La zona di produzione della Carota dell’Altopiano del Fucino è l’intero comprensorio dell’Altopiano del Fucino, ad una altitudine di 700 m s.l.m., individuabile in porzioni di territorio di alcuni comuni quali Avezzano e frazioni, Celano e frazioni, Cerchio, Aielli, Collarmele, Pescina e frazioni, S.Benedetto dei Marsi, Gioia nei Marsi e frazioni, Lecce dei Marsi, Ortucchio, Trasacco e Luco dei Marsi in provincia de L’Aquila.
Il clima di questa zona è influenzato dalla presenza di catene montuose circostanti tra cui i monti del Parco nazionale d’Abruzzo, dall’altitudine e dalla disponibilità idrica.
La coltivazione di questo ortaggio in questa zona è iniziata nel 1950 e le carote incluse nel disciplinare sono della specie “Daucus carota L.”, derivanti dalle varietà Maestro, presto, concerto, Napoli, Nandor e Dordogne.
La semina è esclusivamente meccanica per garantire uniformità di distribuzione e una densità colturale ottimale dei semi.

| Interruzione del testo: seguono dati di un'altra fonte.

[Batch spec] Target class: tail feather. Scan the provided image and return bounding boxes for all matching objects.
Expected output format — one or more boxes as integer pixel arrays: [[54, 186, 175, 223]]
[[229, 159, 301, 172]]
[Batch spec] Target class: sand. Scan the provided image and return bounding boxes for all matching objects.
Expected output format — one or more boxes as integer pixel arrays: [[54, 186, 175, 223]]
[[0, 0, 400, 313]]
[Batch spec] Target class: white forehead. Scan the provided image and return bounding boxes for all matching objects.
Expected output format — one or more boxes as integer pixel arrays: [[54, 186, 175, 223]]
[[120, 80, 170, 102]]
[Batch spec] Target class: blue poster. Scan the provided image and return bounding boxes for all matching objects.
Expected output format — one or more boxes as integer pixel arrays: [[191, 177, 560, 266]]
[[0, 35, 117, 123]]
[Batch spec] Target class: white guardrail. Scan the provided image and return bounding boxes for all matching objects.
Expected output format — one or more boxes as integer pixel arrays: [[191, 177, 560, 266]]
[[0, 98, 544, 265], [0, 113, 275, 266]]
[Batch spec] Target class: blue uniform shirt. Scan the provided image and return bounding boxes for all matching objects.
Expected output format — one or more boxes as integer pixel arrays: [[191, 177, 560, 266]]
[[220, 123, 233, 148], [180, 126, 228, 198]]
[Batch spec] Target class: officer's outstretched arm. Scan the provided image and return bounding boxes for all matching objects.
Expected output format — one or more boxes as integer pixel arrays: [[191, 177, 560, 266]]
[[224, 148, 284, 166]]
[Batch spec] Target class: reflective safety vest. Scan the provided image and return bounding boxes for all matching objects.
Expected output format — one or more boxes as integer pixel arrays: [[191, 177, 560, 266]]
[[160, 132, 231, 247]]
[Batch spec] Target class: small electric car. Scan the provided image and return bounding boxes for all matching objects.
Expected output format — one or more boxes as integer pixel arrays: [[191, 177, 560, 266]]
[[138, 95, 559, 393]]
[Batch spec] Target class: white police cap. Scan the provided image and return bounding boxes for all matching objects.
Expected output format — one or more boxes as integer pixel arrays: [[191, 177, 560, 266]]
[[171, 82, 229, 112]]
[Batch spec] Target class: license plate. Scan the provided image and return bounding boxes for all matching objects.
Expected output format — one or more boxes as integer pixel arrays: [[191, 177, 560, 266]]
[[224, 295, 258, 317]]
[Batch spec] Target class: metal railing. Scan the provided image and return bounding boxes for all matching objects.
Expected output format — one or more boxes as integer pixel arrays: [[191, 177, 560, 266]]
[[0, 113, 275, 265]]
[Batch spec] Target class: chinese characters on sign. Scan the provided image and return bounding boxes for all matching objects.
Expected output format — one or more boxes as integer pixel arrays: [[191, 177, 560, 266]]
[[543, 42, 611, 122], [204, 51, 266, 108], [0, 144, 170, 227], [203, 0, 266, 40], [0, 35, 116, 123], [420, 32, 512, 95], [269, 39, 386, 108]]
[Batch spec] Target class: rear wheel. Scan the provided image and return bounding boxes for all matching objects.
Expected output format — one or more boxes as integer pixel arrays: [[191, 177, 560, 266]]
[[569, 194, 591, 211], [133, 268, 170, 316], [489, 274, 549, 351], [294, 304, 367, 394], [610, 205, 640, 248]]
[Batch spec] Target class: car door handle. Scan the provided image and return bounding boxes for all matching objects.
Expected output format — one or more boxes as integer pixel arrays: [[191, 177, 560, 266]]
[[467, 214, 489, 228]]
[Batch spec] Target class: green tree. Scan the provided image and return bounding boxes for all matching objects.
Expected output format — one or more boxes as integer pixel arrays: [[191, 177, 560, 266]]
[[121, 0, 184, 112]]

I semi sono messi a dimora in interfile di 35-40 cm, a larghezza di 5 - 7 cm oppure in file binate continue, ad una profondità variabile dai 0,5 ai 1,5 cm.
La sarchiatura del terreno viene affettuata per controllare le erbe infestanti e per permettere lo sviluppo armonioso dell’ortaggio grazie alla riduzione della compatteza del terreno, mentre la rincalzatura evita dell’inverdimento del colletto.
Grazie al terreno molto sciolti le carote prodotte nel Fucino si caratterizzano per la forma della radice, prevalentemente cilindrica con punta arrotondata, priva di peli radicali e assenza di cicatrici profonde nei punti di emissione del capillizio, epidermide liscia, colore arancio intenso su tutta la radice, colletto compreso. La polpa è croccante,la rottura vitrea e il sapore dolce.